Berlin-based photographer Boris Eldagsen turned down the Sony World Photography Awards 2023 and called his actions "cheeky" on his website immediately after admitting that the image that won first place in the Creative Open competition category was generated by artificial intelligence. Two women are "filmed" in the frame called "Electrician", and the work itself is part of the Pseudomnesia: Fake Memories series - "fake paintings from the past that never was."

The photographer had several goals at the competition. The first is to check how ready the community is for the emergence of AI images.

"I cheekily applied to see if these contests were ready for AI-powered images. Not ready," Eldagsen wrote.

The second reason is the call to figure out what exactly can be considered a photograph, and to make sure that the images generated by artificial intelligence and the frames taken by people do not compete with each other, because they are "different entities".

"We, the world of photography, need an open discussion. Discussions about what we are ready to consider photography and what is not. Is the category of "photography" broad enough to include images made by artificial intelligence — or would it be a mistake?" — said the photographer.

Eldagsen said that he considers the incident a "historic moment" because for the first time in an international photo competition, the prize was given to a frame generated by artificial intelligence.

"How many of you suspected that this photo was AI-generated? Something is wrong here, right?" the photographer concluded.

However, the World Organization of Photography reacted to Eldagsen's actions without much enthusiasm. The representative of the SAI stated that after the photographer had tried to deliberately mislead the competition management and revoked the guarantees of the authenticity of the image that he had provided, despite his motives, it was impossible to have a meaningful and constructive dialogue with him, as well as further joint activities.

At the same time, the organization noted that they recognize the importance of the issues raised and welcome their further discussion, reports The Guardian.

Artificial intelligence is increasingly being integrated into the life of modern society and art. For example, at the Non / fiction literary fair, the book "Artificial Intelligence Answers Questions" written by AI was presented, and the STS TV channel launched the production of the series "The Sidorovs" based on a script written by a neural network.
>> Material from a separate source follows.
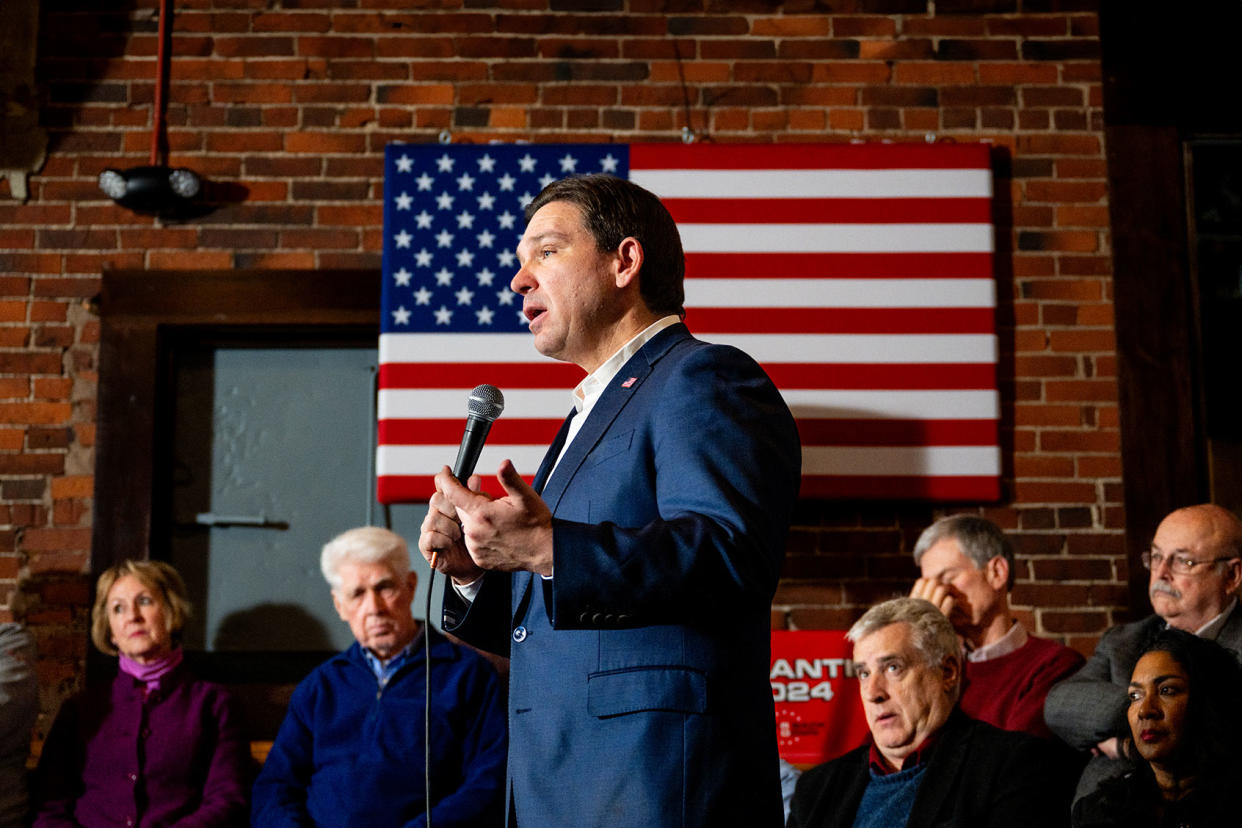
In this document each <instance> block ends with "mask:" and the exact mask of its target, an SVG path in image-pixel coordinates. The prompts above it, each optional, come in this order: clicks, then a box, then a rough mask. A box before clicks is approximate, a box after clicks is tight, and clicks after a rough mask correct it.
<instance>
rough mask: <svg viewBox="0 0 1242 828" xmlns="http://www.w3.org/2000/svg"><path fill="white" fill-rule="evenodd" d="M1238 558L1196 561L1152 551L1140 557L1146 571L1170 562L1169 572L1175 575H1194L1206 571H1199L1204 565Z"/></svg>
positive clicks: (1214, 557)
mask: <svg viewBox="0 0 1242 828" xmlns="http://www.w3.org/2000/svg"><path fill="white" fill-rule="evenodd" d="M1236 557H1237V555H1226V556H1225V557H1211V559H1208V560H1206V561H1196V560H1195V559H1194V557H1186V556H1185V555H1165V554H1164V552H1153V551H1150V550H1149V551H1145V552H1143V554H1141V555H1139V559H1140V560H1141V561H1143V567H1144V569H1148V570H1158V569H1160V565H1161V564H1164V562H1165V561H1169V571H1170V572H1172V574H1174V575H1194V574H1195V572H1202V571H1205V570H1200V569H1199V567H1200V566H1202V565H1203V564H1220V562H1221V561H1232V560H1233V559H1236Z"/></svg>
Earlier, scientists from NUST MISIS also developed an experimental model of the neural network that composed the play. This AI was trained on the works of Russian classics, analyzing dozens of works and thousands of dialogues.

"We live in a time when it is important to look for new and even unexpected opportunities for the application of artificial intelligence. In the future, neural networks can make a huge contribution to the development of theatrical art, and today we are taking a significant step towards this," said Ivan Pleshakov, the team's developer and NUST MISIS student, to Machine Learning.

Nevertheless, scientists who support the development of artificial intelligence technologies are convinced that the mass displacement of a person by a machine from any professions is unlikely, and the neural networks themselves should push people to develop.

However, not everyone is so optimistic. Entrepreneur, head of Tesla and SpaceX Elon Musk believes that AI can ultimately destroy humanity - if it "learns" to control itself, and is not completely subordinate to people.

"It's possible. Everything goes to that, absolutely," Musk said in an interview with Fox News. He stated the need to create an agency whose duties will include oversight of this area.

Shortly before that, the ChaosGPT chatbot told exactly how humanity can be destroyed. In response to the user's task, the AI "investigated nuclear weapons" by recruiting other AI bots.